Building a Figma plugin to solve a UX problem
We spend a lot of time solving problems for clients. So it was a nice change to turn that lens on our own practice recently – not just to improve things, but to keep learning.
One pain point I’ve had for a while is how disconnected persona thinking often is from the actual design process. We create them, we reference them in workshops, but they rarely travel well into the day-to-day of design work.
So I started working on a little plugin.
What it does (so far)
This Figma plugin lets you:
- Create and edit a list of project personas
- Link multiple personas to frames, components, or instances
- Highlight which elements in a design are tied to which persona
- Filter and search personas in the UI
- Export links between frames and personas (JSON or CSV)
- Import new personas from a JSON file
- Assign each persona an emoji or colour-coded avatar with initials
Find the GitHub repo here: https://github.com/hrpr-uk/figma_persona_linker
Why bother?
There are probably dozens of ways to handle this kind of thing with external docs, PDFs, or figjam stickies. But they all fall short the moment you're back in the Figma file building things.
I wanted a way to bring that context directly into the design environment.

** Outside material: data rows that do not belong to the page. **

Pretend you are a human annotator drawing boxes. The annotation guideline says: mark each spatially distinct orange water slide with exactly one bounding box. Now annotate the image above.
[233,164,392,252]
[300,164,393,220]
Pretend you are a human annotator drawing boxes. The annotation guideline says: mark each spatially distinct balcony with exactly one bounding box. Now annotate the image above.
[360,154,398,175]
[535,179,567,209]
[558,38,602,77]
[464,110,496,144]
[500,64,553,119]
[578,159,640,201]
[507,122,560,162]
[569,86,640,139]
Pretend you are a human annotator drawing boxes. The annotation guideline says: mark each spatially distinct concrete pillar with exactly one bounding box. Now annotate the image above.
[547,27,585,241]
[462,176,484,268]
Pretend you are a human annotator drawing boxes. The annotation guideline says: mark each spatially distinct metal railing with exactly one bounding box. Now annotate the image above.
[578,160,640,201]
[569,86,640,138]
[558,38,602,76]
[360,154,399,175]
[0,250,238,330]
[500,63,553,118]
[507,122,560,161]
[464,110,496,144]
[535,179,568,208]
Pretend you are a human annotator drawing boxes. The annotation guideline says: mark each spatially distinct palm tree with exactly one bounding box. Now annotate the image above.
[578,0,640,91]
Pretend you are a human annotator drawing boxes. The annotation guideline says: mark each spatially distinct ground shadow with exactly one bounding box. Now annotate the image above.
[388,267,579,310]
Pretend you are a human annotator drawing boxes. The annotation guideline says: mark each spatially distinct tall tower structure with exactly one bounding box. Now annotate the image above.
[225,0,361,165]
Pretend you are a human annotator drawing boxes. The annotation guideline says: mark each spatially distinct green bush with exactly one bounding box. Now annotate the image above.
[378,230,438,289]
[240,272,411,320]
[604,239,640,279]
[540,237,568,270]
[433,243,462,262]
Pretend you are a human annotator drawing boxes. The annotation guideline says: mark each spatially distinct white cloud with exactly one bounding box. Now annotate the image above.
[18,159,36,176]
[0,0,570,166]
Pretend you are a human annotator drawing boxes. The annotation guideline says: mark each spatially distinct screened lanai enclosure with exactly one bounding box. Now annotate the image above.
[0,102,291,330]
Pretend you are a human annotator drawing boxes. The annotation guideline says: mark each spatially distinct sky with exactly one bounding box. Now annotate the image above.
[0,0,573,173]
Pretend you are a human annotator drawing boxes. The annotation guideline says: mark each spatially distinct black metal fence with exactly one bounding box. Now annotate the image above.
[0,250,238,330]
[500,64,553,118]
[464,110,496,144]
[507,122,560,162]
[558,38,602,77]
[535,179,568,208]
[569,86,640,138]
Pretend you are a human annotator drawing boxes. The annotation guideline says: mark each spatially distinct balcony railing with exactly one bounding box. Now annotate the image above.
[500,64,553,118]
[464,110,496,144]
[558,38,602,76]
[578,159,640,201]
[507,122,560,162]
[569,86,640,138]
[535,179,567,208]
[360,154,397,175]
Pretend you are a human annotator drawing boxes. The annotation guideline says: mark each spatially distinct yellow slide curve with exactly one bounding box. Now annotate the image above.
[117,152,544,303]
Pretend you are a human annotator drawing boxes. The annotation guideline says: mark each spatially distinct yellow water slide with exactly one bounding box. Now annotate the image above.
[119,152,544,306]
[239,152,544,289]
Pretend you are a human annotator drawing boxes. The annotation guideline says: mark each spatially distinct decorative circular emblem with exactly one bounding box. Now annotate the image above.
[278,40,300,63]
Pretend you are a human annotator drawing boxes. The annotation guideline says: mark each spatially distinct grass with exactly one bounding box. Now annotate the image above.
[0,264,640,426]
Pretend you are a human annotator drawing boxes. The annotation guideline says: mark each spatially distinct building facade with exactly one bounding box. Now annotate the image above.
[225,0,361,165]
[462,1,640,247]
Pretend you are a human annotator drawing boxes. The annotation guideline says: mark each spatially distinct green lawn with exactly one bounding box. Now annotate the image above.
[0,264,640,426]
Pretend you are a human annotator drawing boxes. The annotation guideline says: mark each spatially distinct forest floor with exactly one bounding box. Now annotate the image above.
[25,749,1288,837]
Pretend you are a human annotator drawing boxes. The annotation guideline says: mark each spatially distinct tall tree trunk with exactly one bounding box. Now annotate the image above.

No switching tools, no asking “who are we designing this bit for again?”
Challenges along the way
- Figma doesn’t allow remote CSS, so figma-plugin-ds has to be bundled manually
- Managing shared data across users needs care clientStorage is private, setSharedPluginData is global but fragile if misused
- You can’t style components or instances directly – so I had to rethink (and I’m still thinking) how to best “highlight” those
- Keeping the plugin useful but not over-designed – it’s tempting to build a UX supertool, but clarity is better than feature overkill
Lessons learned
- If you feel a bit of friction in your own workflow, there’s a good chance a small internal tool could solve it
- Figma is flexible enough that you don’t necessarily need to wait for a product team to fix things – you can have a go yourself!
- Working in public (especially with half-finished things) is a bit daunting, but hopefully helpful
What’s next?
- Connect to a centralised persona API so persona data can be consistent across client projects
- Build a companion plugin for Figma Slides that auto-generates annotated client-ready decks based on linked personas
- Sharpen up the UI and make it more opinionated about how to display and manage larger persona libraries
Try it, fork it, break it
The repo is publicly available. It’s not perfect, but it’s useful, and it solves a real problem we’ve had more than once.
Give it a try, let me know what you think, feature and pull requests welcome!